Queer and Disabled Pt. 2 | Representation and Accessibility [CC]
Die gute Nachricht: Die Medien werden «farbenfroher». Die ZDF-Doku «einfach Mensch» über die nichtbinäre Dragqueen im Rollstuhl Mieze McCripple beleuchtet die doppelten Barrieren für queere Menschen mit Behinderung.
Spaniens mehrfach ausgezeichnete Doku «Yes, We Fuck!» dokumentiert sechs Menschen mit «funktionaler Diversität» und erklärt offen und explizit, dass auch Menschen mit Behinderung sexuelle Lust empfinden können und aktiv leben.
Die Dokumentation «Picture This» von Jari Osborne porträtiert Andrew Gurza, der sich als «queer cripple» bezeichnet.

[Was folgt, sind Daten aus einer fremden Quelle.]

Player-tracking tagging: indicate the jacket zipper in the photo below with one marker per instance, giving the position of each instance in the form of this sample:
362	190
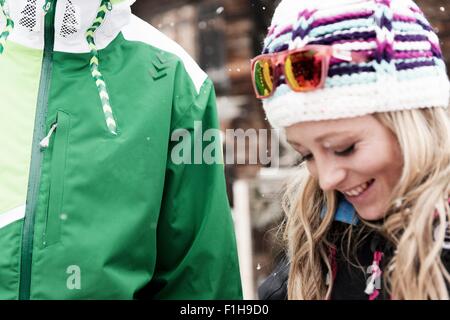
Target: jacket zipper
36	154
58	163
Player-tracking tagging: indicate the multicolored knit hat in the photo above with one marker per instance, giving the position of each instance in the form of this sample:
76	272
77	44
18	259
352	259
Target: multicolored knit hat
404	69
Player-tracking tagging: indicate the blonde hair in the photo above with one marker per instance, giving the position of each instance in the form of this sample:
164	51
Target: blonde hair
418	207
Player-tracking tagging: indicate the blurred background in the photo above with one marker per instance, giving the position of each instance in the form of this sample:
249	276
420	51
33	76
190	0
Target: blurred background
222	36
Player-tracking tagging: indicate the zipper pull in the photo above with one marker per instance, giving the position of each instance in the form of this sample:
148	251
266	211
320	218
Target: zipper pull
46	141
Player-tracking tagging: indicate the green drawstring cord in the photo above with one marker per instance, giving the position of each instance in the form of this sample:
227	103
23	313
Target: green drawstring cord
105	6
9	26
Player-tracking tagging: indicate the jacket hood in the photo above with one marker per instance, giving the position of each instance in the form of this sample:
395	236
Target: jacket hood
72	20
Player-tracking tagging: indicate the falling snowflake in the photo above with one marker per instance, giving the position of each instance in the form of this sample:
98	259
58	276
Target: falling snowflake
220	10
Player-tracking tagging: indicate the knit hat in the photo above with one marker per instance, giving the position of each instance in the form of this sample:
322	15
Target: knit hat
404	68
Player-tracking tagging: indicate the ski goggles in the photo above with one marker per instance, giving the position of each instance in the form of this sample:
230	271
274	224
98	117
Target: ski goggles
303	69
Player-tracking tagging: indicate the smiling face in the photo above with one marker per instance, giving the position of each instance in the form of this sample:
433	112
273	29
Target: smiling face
358	157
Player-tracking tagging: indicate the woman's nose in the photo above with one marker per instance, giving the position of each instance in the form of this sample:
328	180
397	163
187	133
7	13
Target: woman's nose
330	175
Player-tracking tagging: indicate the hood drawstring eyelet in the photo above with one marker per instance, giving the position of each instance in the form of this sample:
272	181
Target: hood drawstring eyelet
95	70
46	141
9	25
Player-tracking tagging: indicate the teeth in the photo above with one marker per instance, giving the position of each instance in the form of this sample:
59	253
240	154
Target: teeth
358	190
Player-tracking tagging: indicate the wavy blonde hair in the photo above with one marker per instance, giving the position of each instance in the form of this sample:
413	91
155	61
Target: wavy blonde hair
418	207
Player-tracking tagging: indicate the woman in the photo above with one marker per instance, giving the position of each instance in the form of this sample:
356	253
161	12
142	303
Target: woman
361	90
92	205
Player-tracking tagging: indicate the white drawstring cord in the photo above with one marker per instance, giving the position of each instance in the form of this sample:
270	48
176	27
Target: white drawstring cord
46	141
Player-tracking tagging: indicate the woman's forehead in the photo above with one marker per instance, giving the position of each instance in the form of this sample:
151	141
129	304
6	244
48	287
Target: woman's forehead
320	130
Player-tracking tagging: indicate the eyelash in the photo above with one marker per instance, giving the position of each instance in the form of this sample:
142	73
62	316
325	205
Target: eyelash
344	153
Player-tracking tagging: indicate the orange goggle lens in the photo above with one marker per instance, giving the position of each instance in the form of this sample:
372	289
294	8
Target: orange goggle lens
303	70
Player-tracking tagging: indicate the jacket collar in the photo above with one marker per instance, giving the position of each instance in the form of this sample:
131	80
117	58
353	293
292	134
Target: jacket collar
345	212
73	18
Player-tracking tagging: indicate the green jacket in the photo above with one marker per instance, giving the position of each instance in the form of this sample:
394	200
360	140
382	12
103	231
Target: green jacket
97	210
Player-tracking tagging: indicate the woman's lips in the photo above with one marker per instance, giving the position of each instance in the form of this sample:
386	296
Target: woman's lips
359	193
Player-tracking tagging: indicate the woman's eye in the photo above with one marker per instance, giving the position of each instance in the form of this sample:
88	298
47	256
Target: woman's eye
346	152
307	157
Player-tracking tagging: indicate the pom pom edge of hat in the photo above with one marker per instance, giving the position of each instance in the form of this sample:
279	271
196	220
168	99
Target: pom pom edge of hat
359	93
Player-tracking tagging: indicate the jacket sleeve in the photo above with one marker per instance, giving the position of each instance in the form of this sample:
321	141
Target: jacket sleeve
196	246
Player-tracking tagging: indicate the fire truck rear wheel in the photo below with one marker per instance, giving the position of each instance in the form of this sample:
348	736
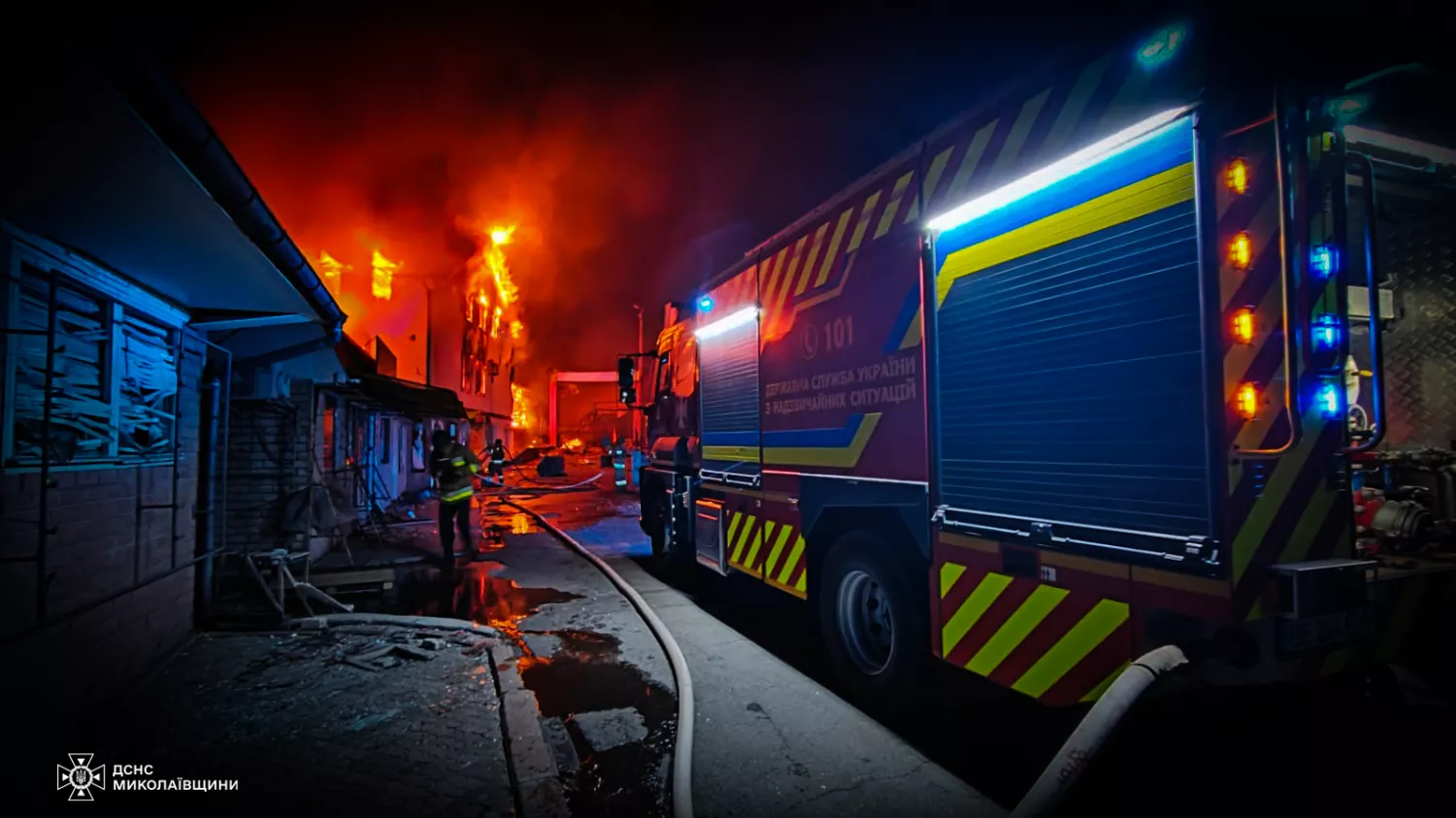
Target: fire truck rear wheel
664	556
871	619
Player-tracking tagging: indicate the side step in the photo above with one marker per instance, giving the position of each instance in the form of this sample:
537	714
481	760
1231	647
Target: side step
708	535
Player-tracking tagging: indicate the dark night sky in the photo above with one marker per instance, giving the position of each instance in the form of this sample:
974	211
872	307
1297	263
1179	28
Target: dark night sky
638	151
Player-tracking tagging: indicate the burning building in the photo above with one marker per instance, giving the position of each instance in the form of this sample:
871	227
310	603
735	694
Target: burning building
477	338
459	328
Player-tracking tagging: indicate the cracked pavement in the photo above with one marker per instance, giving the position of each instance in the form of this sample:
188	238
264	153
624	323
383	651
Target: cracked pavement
769	739
332	721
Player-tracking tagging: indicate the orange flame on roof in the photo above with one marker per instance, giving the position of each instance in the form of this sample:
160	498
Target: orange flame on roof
489	268
520	408
381	284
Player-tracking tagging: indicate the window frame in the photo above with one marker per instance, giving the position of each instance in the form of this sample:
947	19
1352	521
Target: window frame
116	297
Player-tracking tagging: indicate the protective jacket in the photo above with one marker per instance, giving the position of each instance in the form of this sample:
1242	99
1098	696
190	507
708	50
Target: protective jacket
454	468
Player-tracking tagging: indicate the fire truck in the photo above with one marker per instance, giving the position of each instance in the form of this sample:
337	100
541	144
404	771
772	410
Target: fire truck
1155	349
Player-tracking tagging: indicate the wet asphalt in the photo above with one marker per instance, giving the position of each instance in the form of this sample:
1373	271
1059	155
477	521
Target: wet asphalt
774	738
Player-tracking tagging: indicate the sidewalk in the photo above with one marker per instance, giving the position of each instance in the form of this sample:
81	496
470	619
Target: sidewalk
349	719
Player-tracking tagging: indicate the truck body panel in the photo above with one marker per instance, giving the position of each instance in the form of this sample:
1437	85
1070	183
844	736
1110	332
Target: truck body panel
1098	416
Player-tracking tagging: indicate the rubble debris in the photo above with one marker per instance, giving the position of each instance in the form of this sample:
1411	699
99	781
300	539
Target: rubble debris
363	629
413	652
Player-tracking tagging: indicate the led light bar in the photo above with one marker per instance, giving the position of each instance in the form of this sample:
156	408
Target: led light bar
1057	171
1435	154
722	325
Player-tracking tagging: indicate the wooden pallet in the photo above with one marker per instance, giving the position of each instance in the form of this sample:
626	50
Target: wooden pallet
381	578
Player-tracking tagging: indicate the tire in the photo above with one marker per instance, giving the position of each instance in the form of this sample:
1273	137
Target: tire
874	622
664	556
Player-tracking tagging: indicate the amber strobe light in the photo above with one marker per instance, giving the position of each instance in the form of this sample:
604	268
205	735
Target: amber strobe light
1243	326
1237	177
1248	401
1241	249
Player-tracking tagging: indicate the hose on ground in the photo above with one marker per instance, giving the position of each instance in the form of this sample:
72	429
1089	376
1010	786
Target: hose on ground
1076	753
683	748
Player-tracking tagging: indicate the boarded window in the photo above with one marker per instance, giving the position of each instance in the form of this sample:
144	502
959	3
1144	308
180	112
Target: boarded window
149	387
384	440
81	386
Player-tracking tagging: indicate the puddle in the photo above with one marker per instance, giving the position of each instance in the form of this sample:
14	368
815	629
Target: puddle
477	596
587	675
571	671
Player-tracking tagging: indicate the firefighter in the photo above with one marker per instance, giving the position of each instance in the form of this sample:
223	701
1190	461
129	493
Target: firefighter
453	466
498	460
619	466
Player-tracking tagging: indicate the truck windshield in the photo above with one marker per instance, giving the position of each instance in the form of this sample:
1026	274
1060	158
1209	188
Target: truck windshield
1406	386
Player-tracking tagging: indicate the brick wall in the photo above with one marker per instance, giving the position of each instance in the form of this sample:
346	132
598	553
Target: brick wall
107	539
270	463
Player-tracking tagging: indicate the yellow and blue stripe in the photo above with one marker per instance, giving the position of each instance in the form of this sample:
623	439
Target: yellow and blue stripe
1146	178
838	447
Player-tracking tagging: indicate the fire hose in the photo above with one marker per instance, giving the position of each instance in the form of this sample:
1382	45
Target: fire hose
1092	733
681	780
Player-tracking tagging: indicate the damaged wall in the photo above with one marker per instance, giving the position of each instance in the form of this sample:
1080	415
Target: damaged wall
114	529
270	462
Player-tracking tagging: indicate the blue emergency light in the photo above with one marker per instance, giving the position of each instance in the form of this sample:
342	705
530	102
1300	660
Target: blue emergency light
1322	261
1328	399
1327	332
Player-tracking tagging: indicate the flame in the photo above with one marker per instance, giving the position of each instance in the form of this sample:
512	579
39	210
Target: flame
331	268
383	277
489	268
520	408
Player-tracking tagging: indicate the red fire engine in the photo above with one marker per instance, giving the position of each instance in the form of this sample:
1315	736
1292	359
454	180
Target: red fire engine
1149	354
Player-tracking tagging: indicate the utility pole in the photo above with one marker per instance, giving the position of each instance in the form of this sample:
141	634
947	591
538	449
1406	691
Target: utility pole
638	419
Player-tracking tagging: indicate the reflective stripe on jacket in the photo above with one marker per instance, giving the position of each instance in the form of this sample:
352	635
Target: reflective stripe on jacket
454	469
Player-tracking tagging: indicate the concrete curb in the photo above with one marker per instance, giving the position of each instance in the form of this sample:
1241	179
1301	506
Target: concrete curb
533	765
430	622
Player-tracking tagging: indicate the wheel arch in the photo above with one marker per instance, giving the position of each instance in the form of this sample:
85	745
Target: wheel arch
894	512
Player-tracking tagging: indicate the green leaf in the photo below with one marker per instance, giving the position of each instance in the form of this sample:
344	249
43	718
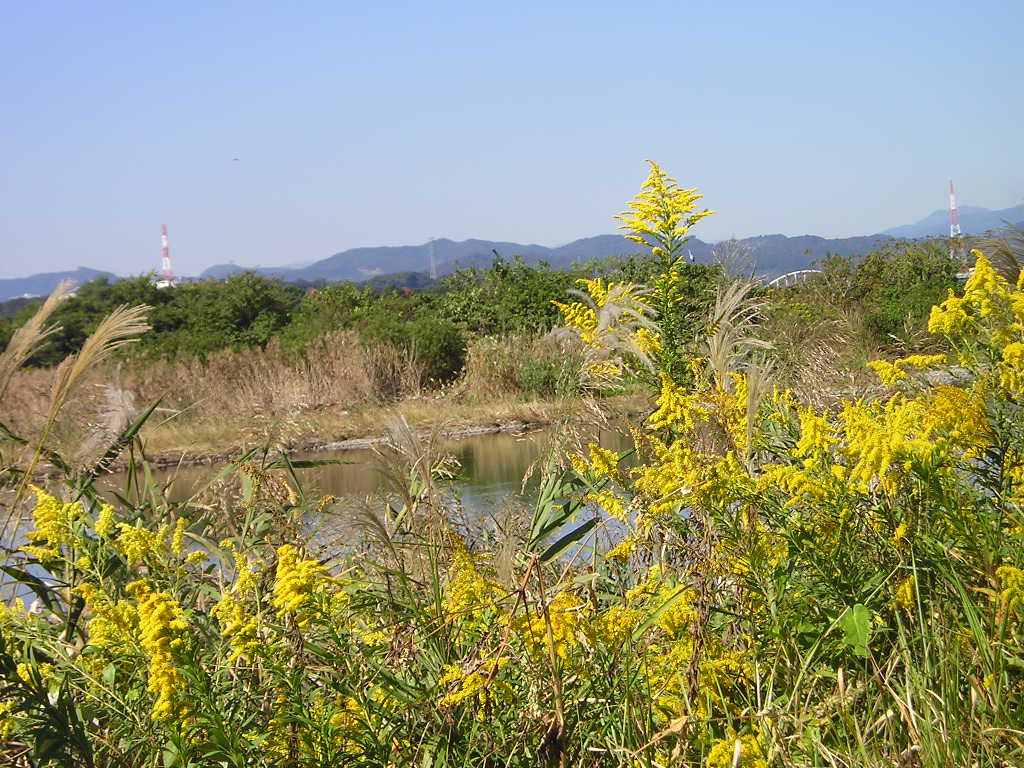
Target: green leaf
568	539
856	626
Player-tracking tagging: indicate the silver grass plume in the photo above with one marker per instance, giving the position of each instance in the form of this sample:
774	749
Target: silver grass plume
30	337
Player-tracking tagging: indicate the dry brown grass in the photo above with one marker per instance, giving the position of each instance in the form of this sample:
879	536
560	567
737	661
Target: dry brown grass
242	399
510	366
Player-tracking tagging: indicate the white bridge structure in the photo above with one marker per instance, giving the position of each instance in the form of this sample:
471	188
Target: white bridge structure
793	279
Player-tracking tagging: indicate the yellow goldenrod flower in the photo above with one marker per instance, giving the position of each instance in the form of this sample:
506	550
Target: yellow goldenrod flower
53	520
136	544
905	592
663	213
163	634
468	591
104	520
296	583
1012	580
177	538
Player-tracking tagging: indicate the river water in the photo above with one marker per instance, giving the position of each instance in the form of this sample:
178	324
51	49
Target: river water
489	474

Andrew erzählt von seinem Coming‑out, Selbstwahrnehmung und Aktivismus.
Picture This
«Mich stört nicht, dass ich weiblich aussehe, sondern wie mein Körper von anderen gesehen und ‹schubladisiert› wird. Wenn das Transsein akzeptiert wird, werden mehr zu ihrem Anderssein stehen können – ähnlich wie damals bei den Linkshändern. Ich finde, man muss nicht erklären können, wie Lichtgeschwindigkeit funktioniert, aber man kann es trotzdem akzeptieren.»
Taz Keller
Fazit: Die Regenbogenbewegung kommt ins Rollen
Auch wenn sich immer mehr queere Menschen im Rollstuhl outen oder an Prides etc. teilnehmen: Sie sind in der Schweiz von vielfacher und oft übersehener Diskriminierung betroffen – wegen ihrer Queerness wie auch ihrer Behinderung. Betroffene kämpfen aktiv für mehr Sichtbarkeit, sexuelle Selbstbestimmung und barrierefreie Zugänge. Konkrete Zahlen fehlen, doch die Community wird sichtbarer und lauter – und sie fordert politische und gesellschaftliche Veränderungen.
Veranstaltungen für queere Menschen in der Schweiz
- Der Pride- und Event-Kalender von gay.ch bietet eine Übersicht über alle grösseren queeren Events und Prides in der Schweiz für das laufende Jahr.
- Pinkcross als grösste LGBTIQ+-Dachorganisation hat eine Agenda mit Queer-Veranstaltungen, Konferenzen, Stammtischen und Partys.
- Die Milchjugend führt einen Kalender mit vielen jugend- und community-orientierten Treffpunkten und Events in Deutschschweizer Städten.
- QueerAlternBern, Du-bist-du, Queer Lozärn und Eventfrog führen ebenfalls umfangreiche Übersichten zu lokalen Events, Treffs, Prides und queeren Partys.